Power Stations That Burn Fuel
Most power stations that burn fuel follow the same energy transfer chain:
- The fuel is burned to heat water in a boiler and produce steam.
- The steam drives (turns) a turbine.
- The turbine spins a generator, which produces electrical energy.
Hydroelectric, Tidal, Wave and Wind Power
- Use moving water or moving air to drive turbines directly, without burning fuel or using a boiler.
Solar Cells
- Convert light from the Sun directly into electrical energy, with no moving parts.
Solar Panels
- Use infrared (and other) radiation from the Sun to heat water directly.
Each resource has advantages and disadvantages, which are assessed in terms of renewability, availability, reliability, scale, and environmental impact.
Radiation from the Sun is the main source of energy for all of these resources except geothermal, nuclear, and tidal.
Nuclear Fusion
- The Sun itself releases energy by nuclear fusion, in which light nuclei join (fuse) together to form heavier nuclei.
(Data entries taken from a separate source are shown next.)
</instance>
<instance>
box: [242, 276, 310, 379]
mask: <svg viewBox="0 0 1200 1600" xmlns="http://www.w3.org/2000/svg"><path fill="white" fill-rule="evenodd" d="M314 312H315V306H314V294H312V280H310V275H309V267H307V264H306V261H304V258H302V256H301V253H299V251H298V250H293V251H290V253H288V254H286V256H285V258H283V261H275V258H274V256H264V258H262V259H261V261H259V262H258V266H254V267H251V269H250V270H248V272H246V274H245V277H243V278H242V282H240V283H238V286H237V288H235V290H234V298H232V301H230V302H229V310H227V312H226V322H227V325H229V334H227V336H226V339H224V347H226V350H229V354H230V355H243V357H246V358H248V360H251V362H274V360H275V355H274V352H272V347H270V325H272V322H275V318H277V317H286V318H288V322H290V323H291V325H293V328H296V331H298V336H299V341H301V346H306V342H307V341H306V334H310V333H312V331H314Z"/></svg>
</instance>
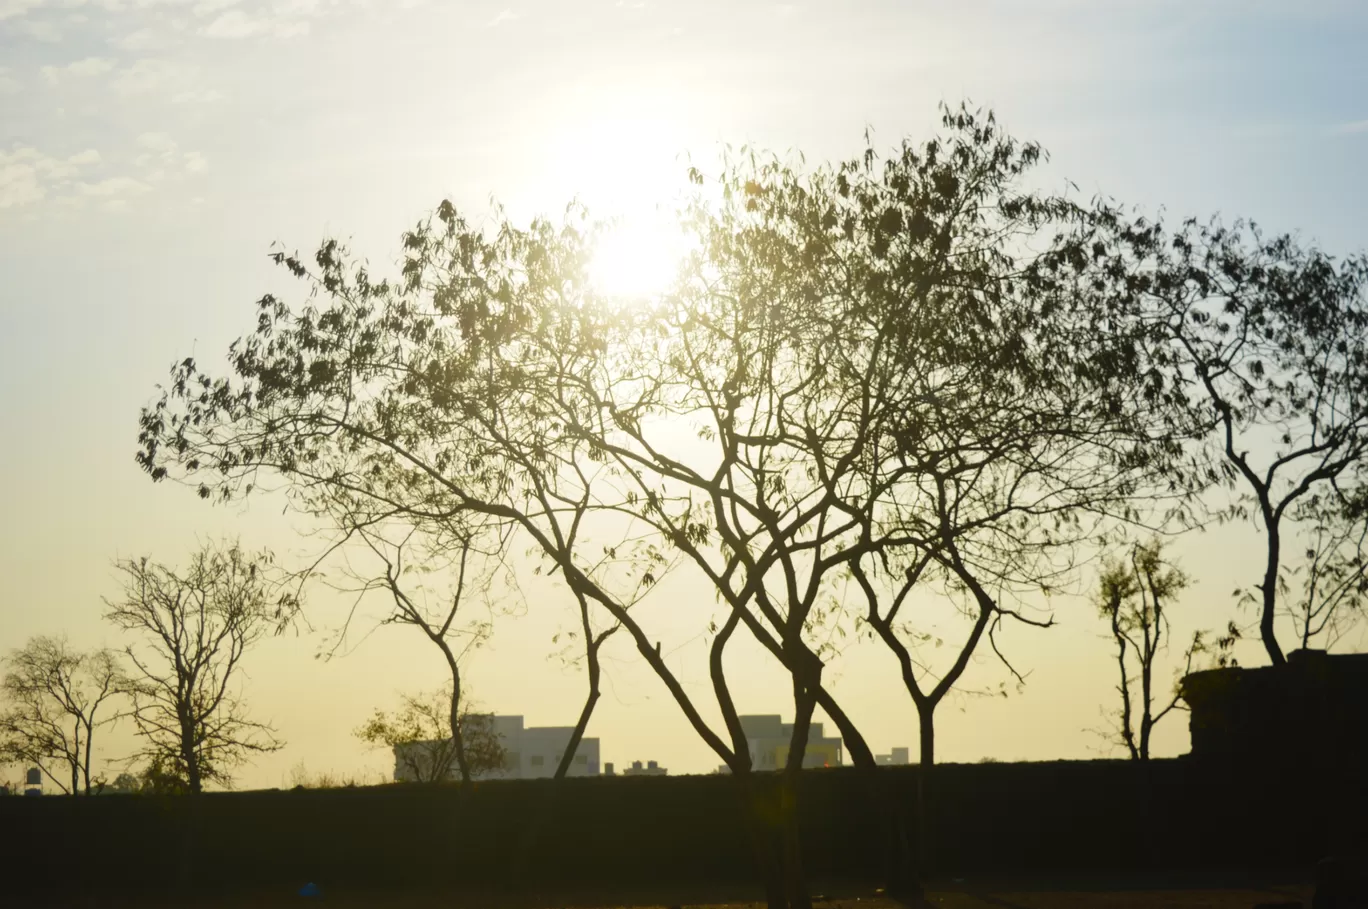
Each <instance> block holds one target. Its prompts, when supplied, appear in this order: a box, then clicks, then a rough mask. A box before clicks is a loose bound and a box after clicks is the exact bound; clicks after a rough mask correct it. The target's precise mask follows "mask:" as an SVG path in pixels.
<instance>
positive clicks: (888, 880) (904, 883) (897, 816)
mask: <svg viewBox="0 0 1368 909" xmlns="http://www.w3.org/2000/svg"><path fill="white" fill-rule="evenodd" d="M817 702H818V705H821V708H822V710H824V712H825V713H826V716H829V717H830V719H832V721H833V723H836V728H837V730H839V731H840V734H841V739H843V741H844V742H845V749H847V752H848V754H850V758H851V764H854V765H855V767H856V768H858V769H859V771H860V776H862V779H863V782H865V784H863V790H865V795H866V798H867V799H869V808H870V816H871V817H882V820H884V823H885V825H886V835H888V849H886V852H885V871H884V890H885V891H886V893H888V894H889V895H891V897H893V898H896V899H897V901H899V902H902V904H904V905H907V906H923V905H926V893H925V888H923V887H922V873H921V868H919V865H918V861H917V854H915V852H914V850H912V843H911V841H910V838H908V823H907V810H906V802H904V801H902V799H899V798H897V797H896V795H895V794H893V791H891V790H893V787H892V786H891V783H889V782H888V773H885V772H884V769H882V768H880V765H878V763H877V761H876V760H874V752H871V750H870V749H869V745H867V743H866V742H865V737H863V735H860V731H859V730H858V728H856V727H855V724H854V723H851V719H850V717H848V716H847V715H845V712H844V710H841V709H840V705H839V704H836V700H834V698H833V697H832V695H830V693H828V691H826V690H825V689H822V687H819V689H818V690H817Z"/></svg>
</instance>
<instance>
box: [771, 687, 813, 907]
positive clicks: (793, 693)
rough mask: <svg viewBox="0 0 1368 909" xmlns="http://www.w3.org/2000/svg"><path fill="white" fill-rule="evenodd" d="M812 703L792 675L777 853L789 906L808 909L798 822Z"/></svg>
mask: <svg viewBox="0 0 1368 909" xmlns="http://www.w3.org/2000/svg"><path fill="white" fill-rule="evenodd" d="M814 687H815V686H814ZM815 706H817V697H815V694H814V691H811V690H810V689H808V686H806V684H803V683H802V682H799V680H798V679H793V734H792V735H791V737H789V741H788V760H787V761H785V763H784V769H782V772H781V775H780V786H778V805H777V808H778V815H777V816H778V821H780V831H778V834H780V843H781V852H780V854H781V856H782V861H784V895H785V898H787V901H788V906H789V909H811V906H813V898H811V894H808V891H807V876H806V875H804V873H803V843H802V834H800V831H799V825H798V776H799V773H802V772H803V758H804V757H806V756H807V737H808V734H810V731H811V728H813V708H815Z"/></svg>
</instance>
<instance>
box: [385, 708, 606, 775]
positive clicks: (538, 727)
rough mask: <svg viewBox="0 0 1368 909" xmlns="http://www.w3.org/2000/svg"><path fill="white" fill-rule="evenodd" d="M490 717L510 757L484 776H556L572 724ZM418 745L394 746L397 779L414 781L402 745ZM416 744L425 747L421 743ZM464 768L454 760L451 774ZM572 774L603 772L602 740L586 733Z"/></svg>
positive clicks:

- Research continues into harnessing fusion on Earth for large-scale electrical generation, but the extreme temperatures and pressures required have not yet been sustained commercially.
Efficiency
Efficiency quantifies how effectively a device transfers energy into useful forms. The same relationship can be written using power instead of energy:
efficiency = (useful energy output / total energy input) × 100% efficiency = (useful power output / total power input) × 100%
No device achieves 100% efficiency because some energy is always dissipated to non-useful (thermal) stores, usually heating the surroundings.